Marcus Fenix is a gruff-voiced hulk of a man, who sleeps in a uniform that looks like it was constructed from spare backhoe parts. Marcus’s machine gun rests ready beside his bed. On his desk, another gun sits in a state of repair. A class photograph shows the squad he graduated from war school with. He also has a bookshelf—full of gun books, no doubt.
It’s important to understand Marcus, because he’s the main character of Gears of War 3, and more than any other franchise, the Gears of War trilogy has attempted to cram an emotional story into an otherwise straightforward game of run-and-gun.

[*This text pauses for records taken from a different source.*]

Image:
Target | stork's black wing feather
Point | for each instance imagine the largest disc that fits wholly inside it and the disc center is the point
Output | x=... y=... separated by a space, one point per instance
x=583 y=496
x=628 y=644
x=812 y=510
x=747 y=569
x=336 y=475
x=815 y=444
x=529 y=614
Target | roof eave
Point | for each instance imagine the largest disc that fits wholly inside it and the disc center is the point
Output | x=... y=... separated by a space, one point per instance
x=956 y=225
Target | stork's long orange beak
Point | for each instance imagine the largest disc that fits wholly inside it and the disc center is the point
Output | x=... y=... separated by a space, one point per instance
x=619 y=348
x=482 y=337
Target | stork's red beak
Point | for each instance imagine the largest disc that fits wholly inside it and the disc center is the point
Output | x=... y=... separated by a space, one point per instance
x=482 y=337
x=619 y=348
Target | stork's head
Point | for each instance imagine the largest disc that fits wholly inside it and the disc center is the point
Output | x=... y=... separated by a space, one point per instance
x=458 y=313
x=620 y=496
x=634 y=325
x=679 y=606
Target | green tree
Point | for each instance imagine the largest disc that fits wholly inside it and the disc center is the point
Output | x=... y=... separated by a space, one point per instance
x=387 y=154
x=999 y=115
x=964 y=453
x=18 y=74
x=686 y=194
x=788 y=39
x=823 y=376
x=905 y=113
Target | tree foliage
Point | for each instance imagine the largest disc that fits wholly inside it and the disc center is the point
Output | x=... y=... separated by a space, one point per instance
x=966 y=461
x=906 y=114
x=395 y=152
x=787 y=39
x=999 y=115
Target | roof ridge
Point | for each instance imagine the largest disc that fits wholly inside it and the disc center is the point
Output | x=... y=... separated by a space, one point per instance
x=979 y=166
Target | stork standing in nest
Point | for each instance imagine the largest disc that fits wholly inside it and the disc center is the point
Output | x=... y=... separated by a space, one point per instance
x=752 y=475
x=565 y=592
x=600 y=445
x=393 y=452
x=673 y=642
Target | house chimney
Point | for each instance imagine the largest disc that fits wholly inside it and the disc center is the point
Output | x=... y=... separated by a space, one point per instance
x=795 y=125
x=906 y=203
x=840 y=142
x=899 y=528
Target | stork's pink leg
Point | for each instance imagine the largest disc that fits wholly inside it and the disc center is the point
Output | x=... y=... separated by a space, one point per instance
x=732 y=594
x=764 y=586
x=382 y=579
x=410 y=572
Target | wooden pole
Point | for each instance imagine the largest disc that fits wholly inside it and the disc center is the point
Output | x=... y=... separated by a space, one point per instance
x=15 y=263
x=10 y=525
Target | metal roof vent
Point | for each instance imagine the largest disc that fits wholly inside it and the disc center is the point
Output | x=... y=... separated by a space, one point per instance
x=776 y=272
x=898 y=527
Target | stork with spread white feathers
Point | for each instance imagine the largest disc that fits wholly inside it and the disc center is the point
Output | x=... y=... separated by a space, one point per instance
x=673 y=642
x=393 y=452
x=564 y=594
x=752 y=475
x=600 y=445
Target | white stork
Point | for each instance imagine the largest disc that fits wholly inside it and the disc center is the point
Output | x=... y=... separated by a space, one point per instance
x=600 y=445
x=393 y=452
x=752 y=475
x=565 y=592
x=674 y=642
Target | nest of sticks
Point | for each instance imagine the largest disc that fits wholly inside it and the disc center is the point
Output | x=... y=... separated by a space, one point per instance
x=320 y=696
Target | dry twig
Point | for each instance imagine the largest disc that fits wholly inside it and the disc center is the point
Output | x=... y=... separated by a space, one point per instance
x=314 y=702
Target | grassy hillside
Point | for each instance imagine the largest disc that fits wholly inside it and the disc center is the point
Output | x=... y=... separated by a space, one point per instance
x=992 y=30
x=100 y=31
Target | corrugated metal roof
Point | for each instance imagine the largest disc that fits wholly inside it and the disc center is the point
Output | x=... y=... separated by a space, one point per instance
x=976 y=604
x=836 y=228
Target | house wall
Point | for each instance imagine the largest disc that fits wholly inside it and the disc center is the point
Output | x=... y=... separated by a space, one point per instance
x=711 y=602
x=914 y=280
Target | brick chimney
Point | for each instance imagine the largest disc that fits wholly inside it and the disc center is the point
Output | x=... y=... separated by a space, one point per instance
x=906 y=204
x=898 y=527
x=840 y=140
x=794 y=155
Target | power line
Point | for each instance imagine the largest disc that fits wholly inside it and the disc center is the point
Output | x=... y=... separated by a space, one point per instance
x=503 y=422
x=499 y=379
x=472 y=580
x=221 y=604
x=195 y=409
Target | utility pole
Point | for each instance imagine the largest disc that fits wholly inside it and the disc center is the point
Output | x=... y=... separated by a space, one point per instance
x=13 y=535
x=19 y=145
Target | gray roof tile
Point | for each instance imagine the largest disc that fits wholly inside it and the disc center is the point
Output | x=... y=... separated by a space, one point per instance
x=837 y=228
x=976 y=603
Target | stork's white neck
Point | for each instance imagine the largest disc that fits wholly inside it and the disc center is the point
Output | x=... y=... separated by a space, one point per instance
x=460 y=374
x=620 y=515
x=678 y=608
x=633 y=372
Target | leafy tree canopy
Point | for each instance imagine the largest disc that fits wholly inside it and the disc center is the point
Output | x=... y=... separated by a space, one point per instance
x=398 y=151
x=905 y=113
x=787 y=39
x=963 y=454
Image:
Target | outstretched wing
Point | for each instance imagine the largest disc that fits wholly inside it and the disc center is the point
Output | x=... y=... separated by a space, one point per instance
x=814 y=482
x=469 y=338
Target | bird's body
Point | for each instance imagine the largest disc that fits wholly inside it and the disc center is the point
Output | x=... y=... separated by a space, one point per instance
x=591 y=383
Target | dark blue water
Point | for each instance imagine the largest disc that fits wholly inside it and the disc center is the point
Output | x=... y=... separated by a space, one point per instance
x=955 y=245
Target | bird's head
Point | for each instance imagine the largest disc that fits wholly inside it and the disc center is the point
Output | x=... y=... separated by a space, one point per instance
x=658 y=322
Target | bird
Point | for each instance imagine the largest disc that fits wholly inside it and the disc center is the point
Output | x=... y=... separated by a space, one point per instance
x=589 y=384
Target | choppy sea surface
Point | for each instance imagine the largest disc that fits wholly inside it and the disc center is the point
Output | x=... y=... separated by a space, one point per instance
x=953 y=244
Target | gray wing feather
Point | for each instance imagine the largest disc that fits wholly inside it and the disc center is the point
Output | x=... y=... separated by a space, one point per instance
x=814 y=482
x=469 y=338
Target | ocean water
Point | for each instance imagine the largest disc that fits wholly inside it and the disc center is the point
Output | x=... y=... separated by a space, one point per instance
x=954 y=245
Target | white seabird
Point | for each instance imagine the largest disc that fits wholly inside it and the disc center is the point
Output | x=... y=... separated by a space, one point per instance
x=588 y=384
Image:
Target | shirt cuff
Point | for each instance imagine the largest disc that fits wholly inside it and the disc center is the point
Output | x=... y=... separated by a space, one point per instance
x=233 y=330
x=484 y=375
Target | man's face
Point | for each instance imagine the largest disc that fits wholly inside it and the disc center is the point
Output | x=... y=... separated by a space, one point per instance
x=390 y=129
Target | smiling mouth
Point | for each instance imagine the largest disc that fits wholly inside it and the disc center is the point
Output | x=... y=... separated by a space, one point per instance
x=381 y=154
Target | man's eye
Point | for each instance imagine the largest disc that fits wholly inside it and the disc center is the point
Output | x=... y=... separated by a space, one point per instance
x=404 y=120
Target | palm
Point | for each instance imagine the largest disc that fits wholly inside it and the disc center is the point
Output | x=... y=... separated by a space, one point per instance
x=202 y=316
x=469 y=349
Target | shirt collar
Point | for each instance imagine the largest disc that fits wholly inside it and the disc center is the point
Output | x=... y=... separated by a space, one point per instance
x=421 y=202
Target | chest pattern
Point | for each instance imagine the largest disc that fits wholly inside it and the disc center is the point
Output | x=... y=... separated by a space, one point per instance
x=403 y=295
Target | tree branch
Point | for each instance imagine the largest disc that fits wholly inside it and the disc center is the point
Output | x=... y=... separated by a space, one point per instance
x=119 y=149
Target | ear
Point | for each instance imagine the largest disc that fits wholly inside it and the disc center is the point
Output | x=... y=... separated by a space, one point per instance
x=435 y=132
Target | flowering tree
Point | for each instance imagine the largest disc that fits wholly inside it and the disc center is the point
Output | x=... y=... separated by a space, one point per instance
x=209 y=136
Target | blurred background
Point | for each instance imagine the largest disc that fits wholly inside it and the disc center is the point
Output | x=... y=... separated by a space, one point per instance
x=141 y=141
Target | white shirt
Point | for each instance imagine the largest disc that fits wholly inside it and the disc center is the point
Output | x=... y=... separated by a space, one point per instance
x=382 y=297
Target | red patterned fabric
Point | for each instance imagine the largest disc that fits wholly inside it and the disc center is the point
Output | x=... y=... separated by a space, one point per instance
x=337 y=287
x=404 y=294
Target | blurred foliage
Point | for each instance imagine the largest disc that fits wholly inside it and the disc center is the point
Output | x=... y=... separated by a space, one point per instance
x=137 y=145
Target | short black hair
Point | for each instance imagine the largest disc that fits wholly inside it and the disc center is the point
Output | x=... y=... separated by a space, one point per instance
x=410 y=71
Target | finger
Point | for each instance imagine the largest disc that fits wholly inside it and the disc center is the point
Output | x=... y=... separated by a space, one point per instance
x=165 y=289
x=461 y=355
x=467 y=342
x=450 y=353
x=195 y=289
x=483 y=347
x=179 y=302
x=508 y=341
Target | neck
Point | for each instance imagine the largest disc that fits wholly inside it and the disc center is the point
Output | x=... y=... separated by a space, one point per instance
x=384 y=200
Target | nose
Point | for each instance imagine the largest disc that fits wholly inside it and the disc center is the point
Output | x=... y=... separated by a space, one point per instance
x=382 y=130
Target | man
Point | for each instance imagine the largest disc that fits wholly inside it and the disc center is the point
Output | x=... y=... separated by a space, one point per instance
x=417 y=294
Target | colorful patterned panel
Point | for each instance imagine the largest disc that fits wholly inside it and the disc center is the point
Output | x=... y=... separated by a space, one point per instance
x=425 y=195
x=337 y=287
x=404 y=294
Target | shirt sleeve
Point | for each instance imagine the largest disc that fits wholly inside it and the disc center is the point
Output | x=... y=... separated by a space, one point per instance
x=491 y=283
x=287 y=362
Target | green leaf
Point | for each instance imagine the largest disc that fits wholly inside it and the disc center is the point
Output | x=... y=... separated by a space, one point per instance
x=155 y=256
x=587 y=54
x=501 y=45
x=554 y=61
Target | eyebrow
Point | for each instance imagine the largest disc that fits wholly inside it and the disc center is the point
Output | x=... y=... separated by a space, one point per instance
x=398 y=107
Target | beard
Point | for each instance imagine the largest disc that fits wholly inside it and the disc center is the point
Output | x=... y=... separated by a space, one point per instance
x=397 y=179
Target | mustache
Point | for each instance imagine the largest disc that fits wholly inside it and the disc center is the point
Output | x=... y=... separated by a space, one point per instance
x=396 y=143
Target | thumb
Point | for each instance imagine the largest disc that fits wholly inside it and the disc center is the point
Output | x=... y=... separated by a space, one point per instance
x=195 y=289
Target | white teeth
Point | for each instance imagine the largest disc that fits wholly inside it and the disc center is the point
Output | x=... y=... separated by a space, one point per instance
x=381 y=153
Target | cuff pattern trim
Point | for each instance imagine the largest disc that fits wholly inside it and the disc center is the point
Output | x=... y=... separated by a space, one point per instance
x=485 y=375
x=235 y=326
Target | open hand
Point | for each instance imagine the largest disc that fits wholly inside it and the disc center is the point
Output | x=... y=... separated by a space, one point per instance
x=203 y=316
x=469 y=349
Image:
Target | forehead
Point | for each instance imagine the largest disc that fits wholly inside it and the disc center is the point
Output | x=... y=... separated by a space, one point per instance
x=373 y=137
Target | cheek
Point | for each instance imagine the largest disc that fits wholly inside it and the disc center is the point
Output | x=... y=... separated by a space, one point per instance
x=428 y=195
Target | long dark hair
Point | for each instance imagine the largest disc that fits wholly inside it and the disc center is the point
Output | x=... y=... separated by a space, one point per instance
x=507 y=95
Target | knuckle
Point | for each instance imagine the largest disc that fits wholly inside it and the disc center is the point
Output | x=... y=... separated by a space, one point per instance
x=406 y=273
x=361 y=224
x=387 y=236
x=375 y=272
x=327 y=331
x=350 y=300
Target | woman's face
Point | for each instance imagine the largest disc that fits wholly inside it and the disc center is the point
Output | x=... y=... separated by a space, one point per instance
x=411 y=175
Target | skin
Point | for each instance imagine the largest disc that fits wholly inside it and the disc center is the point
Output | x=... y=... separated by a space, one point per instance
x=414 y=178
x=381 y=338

And so I must sit through a dream sequence expressing the guilt Marcus feels about his father’s death. Clearly, Gears of War 3 is a daddy-issue shooter.
The emotional storytelling is a natural consequence of the Gears of War franchise’s ongoing attempt to give the games’ action a sense of meaning. “Bad guys! Get ‘em!” is never enough motivation in a Gears of War game. Gears of War 3 is constantly mixing in small projects, like extinguishing fires, reaching control rooms, or locating a comrade’s lost family. But this isn’t a plot — it’s a checklist.
And character development doesn’t happen in a pre-rendered cut-scene. While Marcus might go through an emotional journey, it’s something that I watch, not something that I do. My choices are between splitting a glowing alien in half with a chainsaw or peppering him with rifle fire.
At least the shooting is solid. It’s not revolutionary, and, compared to the precise targeting and subtly different weaponry of Call of Duty, the guns in Gears of War are blunt tools. Most of them deliver the same kind of death, and they almost all aim with the same round “zone of fire,” which conveniently lets players aim approximately and still hit their targets.
But occasionally the game’s remarkable graphics and the gunplay come together, such as when I try to toss a grenade and it clatters to the floor far short of its target because it crashes into an overhanging beam.
For the most part, though, Gears of War 3 is full of rooms ringed with cover—boxes, crates, rocks—in which enemies appear predictably at one end while I invade from the other.
While the franchise has reached new levels of technical wizardry, and the storytelling strives to integrate more meaning into the action, the shooting seems content to stay the same. It feels like it just rolled out of bed, suited and ready to lock and load.
THE GOOD: Gears of War 3 pushes the Xbox 360 to the graphical extreme. An over-fired gun glows red at the tip. Loose pipes skitter across the floor in the direction they are kicked, dragging their sound along in the same direction.
THE BAD: The lush graphics make the inevitable errors even more glaring. A cardboard box sitting in the sun continues to glow brightly when kicked into the shade. Marcus’ fluid movements occasionally shudder as the 360 attempts to cope with the amount of detail onscreen.
THE BOTTOM LINE: Epic ambitions are undercut by average action in Gears of War 3.